In 'Je t'aime... moi non plus' I can hear neither sauce nor smut, but neither can I hear the lofty ideals Serge was allegedly aiming for. The porn film (let's be honest) music sets a nice scene for Birkin's faux orgasmic gasps, but they ring with all the genuiness of a mid-price hooker with one eye on the clock and taken together they render the song into overcooked stodge, more Reader's Wives than Playboy. Serge himself sounds too wry and arch for the scenario he's found himself in, and though his remove may go someway to emphasise the point he was trying to make, non Francophiles have to take it on face value and on that level it's laboured and irritating. But still, good clean fun eh?


* From DH Lawrence's 'Lady Chatterley's Love', first published 1928 but not legally in the UK until 1960.

Thursday, 14 October 2010

1969 Creedence Clearwater Revival: Bad Moon Rising

The archetypical American bar band, in my own crazed imagination I've always seen Creedence Clearwater Revival as a Hanna Barbera version of The Band. John Fogerty's songs are no less a faithful, rootsy de/reconstruction of American mores past and present than Robbie Robertson's, but rather than the sepia toned, copper plate photography of the latter, Fogerty's are brittle splurges of full colour music to chug-a-lug your beer to rather than soundtracking drowning your sorrows in it.

That's not to paint Fogerty as court jester to Robertson's wise elder - such simplicity is wide of the mark and 'Bad Moon Rising's forewarning of apocalyptic devastation being a case in point. "Hope you got your things together. Hope you are quite prepared to die" rasps Fogerty over an electric skiffle metal shuffle that's a short, sharp poke in the chest tailor made for the jukebox. Like most of Fogerty's songs, 'Bad Moon Rising' does nothing fancy, but it does it with great economy of expression. And if the world is going to end, then you may as well sing along as it all goes up in flames, preferably with a glass in your hand.


Wednesday, 13 October 2010

1969 Zager And Evans: In The Year 2525 (Exordium And Terminus)
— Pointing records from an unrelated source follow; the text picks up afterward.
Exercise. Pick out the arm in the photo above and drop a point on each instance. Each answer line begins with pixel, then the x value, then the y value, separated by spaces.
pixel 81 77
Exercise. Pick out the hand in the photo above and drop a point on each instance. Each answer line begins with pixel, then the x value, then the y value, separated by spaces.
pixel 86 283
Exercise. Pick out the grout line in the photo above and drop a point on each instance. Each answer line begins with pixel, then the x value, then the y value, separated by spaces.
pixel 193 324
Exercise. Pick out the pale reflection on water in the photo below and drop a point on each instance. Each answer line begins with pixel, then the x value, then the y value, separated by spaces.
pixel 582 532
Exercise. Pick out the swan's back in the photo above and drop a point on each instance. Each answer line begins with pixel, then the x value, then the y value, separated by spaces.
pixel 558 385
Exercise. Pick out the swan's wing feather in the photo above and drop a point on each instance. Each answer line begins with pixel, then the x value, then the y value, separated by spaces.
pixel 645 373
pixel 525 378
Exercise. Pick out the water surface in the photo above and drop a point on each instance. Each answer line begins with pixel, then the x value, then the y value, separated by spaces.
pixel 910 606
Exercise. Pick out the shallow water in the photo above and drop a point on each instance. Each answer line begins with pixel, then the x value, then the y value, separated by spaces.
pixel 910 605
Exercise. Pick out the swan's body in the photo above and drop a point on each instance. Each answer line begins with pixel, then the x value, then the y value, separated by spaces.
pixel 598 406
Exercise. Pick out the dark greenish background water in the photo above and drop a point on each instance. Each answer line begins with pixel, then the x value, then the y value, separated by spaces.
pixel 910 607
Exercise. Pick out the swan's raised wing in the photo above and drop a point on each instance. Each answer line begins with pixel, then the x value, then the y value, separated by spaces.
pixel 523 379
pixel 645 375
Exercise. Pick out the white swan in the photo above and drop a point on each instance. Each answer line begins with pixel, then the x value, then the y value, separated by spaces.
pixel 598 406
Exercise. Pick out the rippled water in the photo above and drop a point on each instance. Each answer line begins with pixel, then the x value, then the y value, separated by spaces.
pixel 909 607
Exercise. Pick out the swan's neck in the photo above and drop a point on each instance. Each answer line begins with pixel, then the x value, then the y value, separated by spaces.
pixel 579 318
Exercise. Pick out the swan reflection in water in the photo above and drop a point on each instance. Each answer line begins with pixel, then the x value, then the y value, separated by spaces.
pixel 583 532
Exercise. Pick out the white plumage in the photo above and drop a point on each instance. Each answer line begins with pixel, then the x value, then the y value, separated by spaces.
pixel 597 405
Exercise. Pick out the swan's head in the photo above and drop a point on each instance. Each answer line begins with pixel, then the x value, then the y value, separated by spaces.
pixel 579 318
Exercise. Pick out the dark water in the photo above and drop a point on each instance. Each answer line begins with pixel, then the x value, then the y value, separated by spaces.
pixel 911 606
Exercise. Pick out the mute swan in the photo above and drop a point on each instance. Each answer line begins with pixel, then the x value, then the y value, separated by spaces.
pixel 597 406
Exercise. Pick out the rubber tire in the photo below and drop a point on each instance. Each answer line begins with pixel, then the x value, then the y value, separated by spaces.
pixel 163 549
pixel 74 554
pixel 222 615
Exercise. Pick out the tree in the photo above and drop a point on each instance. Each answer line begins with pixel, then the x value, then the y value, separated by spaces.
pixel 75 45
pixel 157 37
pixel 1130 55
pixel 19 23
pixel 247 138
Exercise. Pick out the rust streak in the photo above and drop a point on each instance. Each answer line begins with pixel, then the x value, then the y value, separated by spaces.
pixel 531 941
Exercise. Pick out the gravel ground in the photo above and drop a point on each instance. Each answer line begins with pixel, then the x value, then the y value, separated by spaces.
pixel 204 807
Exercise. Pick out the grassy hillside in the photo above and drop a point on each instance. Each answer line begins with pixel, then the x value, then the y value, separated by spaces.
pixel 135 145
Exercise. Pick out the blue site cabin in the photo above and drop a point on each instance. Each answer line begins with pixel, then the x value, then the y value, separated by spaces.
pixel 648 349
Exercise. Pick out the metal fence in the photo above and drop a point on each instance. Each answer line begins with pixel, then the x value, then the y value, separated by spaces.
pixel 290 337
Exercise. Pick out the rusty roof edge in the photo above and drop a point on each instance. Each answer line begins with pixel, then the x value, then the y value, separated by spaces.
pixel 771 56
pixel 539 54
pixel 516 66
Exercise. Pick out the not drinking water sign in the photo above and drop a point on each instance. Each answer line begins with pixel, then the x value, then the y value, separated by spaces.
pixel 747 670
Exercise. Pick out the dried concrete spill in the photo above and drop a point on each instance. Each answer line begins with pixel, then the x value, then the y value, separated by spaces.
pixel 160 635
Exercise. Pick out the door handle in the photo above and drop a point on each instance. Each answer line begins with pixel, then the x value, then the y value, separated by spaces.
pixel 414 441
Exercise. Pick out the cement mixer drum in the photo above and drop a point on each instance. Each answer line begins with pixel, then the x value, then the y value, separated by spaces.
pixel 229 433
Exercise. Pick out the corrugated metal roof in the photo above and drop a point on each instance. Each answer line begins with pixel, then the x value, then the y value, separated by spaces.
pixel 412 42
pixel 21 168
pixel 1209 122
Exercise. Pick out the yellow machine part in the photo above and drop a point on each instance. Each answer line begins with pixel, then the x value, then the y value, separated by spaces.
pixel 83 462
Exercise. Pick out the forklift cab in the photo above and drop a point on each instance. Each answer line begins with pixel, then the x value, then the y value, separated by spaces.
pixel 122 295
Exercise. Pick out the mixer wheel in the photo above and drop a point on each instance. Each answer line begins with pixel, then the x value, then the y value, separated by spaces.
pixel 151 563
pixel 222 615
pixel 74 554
Pulpy sc-fi and popular music aren't total strangers, but it's a rare example of the genre that gets to number one. But with the moon landings a contemporary concern, science fiction in 1969 was becoming science fact and 'In The Year 2525' jacks into the public interest in that 'nowness' quite shamelessly (the song was actually written in 1964 and originally released in 1968 so I guess it needed that 'stopped clock is right twice a day' good fortune to give it an unimproveable context).*

Not that we're obviously in the space age here - 'In The Year 2525' opens out onto a spaghetti western soundtrack of Spanish guitar and mariachi trumpet before locking into a rail straight beat that marches the lyric through the centuries like Rod Taylor in 'The Time Machine' as mankind hurtles toward its destiny. "In the year 3535, ain't gonna need to tell the truth, tell no lies. Everything you think, do, or say is in the pill you took today" - hokum then? Yes indeed, of 'Plan 9 From Outer Space' proportions, and it doesn't help that Rick Evans' high and mighty vocal casts him as a would be Nostradamus demanding to be taken seriously; it makes the clog handed lyrics and crowbar rhymes faintly ludicrous, especially when that highfalutin title promising something approaching quasi academic stature.


In its favour, 'In The Year 2525' eschews the temptation to go all 'computer font' and doesn't pander to any of the (then) new fangled futuristic strokes or gimmickry that would have dated (a 1983 version of this by Visage comes stuffed with boxfresh eighties synth washes and noodles and has aged with far less grace). And just as you wouldn't read HG Wells for scientific accuracy, there's a lot of fun to be had here. As long as you take it on its own terms and turn a blind eye to its overt humourlessness.



* Though the fact that David Bowie's 'Space Oddity' only made number 5 that year could be enough to blow this little theory out of the water.